Ana Garay[1]
Infraestructura es el conjunto de servicios, medios técnicos e instalaciones que permiten el desarrollo de una actividad, ya sea de circulación, conexión, producción, salud, educación, recreación, de habitar, entre otras. Es un proceso diacrónico y socio-técnico, dado que su historia no es solo sobre el momento de creación, planificación y construcción, sino también sobre sus usos, significados y mantenimientos a lo largo del tiempo. La misma media entre sociedad y naturaleza, produciendo nuevas configuraciones de hábitat y relaciones de poder.
Genealogía
La Real Academia Española define a la infraestructura como una obra subterránea o estructura que sirve de base de sustentación a otra, así como también un conjunto de elementos, dotaciones o servicios necesarios para el buen funcionamiento de un país, de una ciudad o de una organización cualquiera.
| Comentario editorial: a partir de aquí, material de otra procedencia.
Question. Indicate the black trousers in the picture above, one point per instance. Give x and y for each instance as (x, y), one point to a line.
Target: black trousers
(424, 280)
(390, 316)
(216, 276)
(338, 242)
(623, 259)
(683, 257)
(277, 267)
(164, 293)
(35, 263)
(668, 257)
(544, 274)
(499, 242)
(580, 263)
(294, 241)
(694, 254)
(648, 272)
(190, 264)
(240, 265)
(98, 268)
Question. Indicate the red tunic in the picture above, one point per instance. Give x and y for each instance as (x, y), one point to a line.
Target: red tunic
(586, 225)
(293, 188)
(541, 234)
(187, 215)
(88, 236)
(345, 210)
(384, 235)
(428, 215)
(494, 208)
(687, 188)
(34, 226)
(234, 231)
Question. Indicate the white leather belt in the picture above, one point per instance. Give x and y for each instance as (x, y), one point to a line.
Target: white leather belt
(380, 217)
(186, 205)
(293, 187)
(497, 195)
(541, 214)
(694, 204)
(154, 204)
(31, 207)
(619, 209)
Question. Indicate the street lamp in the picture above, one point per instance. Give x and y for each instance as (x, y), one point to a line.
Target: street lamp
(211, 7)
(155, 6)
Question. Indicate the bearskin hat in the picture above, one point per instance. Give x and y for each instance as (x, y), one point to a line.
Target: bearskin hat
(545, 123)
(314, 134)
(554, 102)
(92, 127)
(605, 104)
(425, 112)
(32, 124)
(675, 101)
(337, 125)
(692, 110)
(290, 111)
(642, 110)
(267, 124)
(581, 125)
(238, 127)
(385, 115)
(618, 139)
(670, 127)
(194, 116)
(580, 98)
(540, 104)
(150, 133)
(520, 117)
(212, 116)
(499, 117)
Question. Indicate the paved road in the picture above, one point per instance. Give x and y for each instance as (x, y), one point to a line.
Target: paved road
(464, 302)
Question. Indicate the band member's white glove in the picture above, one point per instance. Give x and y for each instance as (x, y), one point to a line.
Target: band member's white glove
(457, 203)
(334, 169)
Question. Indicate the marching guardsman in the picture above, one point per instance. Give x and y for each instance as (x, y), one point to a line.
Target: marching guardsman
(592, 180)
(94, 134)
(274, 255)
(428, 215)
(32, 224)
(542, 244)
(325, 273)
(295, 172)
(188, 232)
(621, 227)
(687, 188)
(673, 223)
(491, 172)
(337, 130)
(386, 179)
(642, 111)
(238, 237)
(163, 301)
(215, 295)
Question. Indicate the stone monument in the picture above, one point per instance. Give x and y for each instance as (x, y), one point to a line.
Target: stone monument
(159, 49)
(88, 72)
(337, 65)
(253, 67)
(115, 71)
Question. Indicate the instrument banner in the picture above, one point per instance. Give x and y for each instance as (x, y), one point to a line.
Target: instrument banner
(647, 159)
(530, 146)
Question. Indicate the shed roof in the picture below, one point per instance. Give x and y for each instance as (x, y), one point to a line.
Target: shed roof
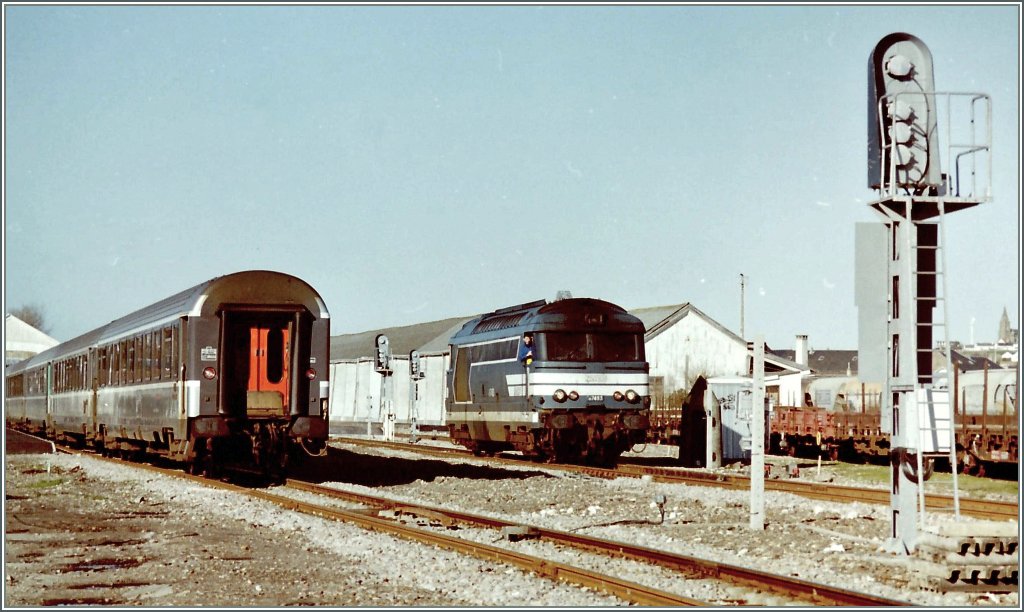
(430, 337)
(826, 361)
(20, 339)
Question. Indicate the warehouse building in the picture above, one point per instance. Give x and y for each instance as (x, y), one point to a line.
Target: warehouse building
(682, 343)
La palabra proviene del latín infra, que significa debajo, y structus, que significa construido.
El término infraestructura es moderno, ya que se originó en la legislación ferroviaria francesa en el siglo XIX. El diccionario de la Academia Francesa de 1879 la define como,
el conjunto de cimientos y movimientos de tierra en la construcción de una carretera o ferrocarril que incluye terraplenes y trincheras, estructuras de ingeniería y pasos a nivel. También comprende las instalaciones y equipamientos que permiten la actividad técnica y económica de una comunidad (como se citó en Guajardo Soto, 2023, p. 3).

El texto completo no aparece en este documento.